Dr Graham's Homes - Kalimpong

In 1900, more than a century ago, Reverend Dr. John Anderson Graham began giving life to his dream. A dream to build an institution that manifested his love for children. A Home for orphaned and abandoned Anglo-Indian children whose only craving was for love and an opportunity to live a life of dignity. Whilst working in Edinburgh as a clerk in the Civil Service, Graham was influenced and encouraged by the Minister of his Church, the Reverend John McMurtrie, to be ordained in the Ministry of God. Following his graduation with an M.A. from Edinburgh University, he spent three years in Divinity Hall. At Divinity Hall, he developed a keen interest in the activities of the Young Men’s Guild, an organisation that sought to unite the young men of the Church in fellowship, prayer, study and service. This interest inspired Graham to consider the possibility of working with an overseas mission in one of the poorer parts of the world.

In 1887, the Young Men’s Guild decided to send a missionary of its own to a foreign land, and Graham was sent to work in Kalimpong, which was at that time, part of the Darjeeling Mission of North East India. Graham was ordained in 1889, and two days later, married Katherine McConachie, to whom he had been engaged for two years. Reverend Graham and his wife set sail for Calcutta on 21st March, 1889. For two years, Graham worked to build a new Church in Kalimpong. He also established the Kalimpong Mela – an agricultural exhibition for local farmers – as well as a silk committee to encourage the industrious locals. He also helped them establish a cooperative credit society.

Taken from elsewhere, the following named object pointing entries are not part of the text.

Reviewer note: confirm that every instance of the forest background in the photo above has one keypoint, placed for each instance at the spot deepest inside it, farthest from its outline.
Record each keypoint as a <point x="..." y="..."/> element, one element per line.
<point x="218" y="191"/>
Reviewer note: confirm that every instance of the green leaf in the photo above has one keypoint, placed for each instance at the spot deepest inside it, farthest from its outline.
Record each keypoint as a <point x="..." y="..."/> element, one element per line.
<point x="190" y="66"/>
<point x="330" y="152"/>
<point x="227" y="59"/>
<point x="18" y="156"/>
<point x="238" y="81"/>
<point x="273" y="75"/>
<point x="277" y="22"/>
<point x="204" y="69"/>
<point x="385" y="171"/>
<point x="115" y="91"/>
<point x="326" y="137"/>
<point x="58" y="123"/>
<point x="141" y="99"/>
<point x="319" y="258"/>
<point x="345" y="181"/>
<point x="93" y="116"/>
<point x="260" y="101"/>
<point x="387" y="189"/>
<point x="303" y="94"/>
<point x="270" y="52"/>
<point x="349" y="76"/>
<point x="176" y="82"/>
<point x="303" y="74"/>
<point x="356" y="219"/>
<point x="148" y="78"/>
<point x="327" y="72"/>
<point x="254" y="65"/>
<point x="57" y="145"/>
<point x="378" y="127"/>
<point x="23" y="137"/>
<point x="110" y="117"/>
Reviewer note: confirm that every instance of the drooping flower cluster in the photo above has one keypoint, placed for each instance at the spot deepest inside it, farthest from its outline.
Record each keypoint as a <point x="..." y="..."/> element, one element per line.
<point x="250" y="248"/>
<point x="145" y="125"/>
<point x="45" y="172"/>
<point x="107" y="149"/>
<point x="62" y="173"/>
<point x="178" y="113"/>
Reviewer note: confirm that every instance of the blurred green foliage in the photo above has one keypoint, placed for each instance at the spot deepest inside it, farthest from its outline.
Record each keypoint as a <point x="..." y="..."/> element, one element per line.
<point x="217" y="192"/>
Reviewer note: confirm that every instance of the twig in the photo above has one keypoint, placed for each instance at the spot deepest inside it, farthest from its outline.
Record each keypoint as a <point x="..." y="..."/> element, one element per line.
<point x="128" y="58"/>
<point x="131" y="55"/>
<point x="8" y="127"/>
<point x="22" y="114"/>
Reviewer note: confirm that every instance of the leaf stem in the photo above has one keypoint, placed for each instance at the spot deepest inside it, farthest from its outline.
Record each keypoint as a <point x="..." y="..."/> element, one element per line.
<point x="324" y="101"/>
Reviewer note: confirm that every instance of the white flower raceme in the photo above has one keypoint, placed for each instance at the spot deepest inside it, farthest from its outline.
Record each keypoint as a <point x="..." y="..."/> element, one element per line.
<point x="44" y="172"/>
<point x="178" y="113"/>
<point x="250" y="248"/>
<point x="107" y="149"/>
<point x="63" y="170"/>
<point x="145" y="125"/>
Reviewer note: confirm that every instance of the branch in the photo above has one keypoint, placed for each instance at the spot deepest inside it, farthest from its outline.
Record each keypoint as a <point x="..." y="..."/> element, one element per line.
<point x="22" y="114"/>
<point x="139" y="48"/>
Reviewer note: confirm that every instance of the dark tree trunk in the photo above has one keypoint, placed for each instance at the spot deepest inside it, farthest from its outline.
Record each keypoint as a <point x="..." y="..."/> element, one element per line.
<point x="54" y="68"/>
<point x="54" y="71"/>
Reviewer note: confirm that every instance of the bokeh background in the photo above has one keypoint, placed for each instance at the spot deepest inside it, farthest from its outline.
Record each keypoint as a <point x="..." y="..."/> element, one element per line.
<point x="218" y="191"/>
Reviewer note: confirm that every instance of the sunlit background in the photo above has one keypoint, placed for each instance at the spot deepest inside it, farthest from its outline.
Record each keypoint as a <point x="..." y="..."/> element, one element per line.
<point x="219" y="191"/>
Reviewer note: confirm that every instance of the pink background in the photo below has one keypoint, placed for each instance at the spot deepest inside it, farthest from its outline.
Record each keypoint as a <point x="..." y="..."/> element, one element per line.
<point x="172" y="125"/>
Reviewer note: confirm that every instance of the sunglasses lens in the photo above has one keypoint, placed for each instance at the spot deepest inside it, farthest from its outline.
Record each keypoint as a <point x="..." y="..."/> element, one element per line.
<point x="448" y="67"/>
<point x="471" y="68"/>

There was one particular group in the Darjeeling area whose plight affected Reverend Graham more than anyone else. During his visits to the tea gardens of the Dooars in Darjeeling, he noticed groups of children who suffered deprivation and hardship. Most of them were the illegitimate sons and daughters of British tea planters and local Nepalese, Lepcha and Assamese mothers. Such liaisons were common in those days, but as the young tea planters rose to management positions, and European brides arrived in the gardens, the ’kanchis’ and their children were, more often than not, discarded to no man’s land. His heart was filled with a desire to find a solution to the problems of these Eurasian (now known as Anglo-Indian) and poor domiciled European children.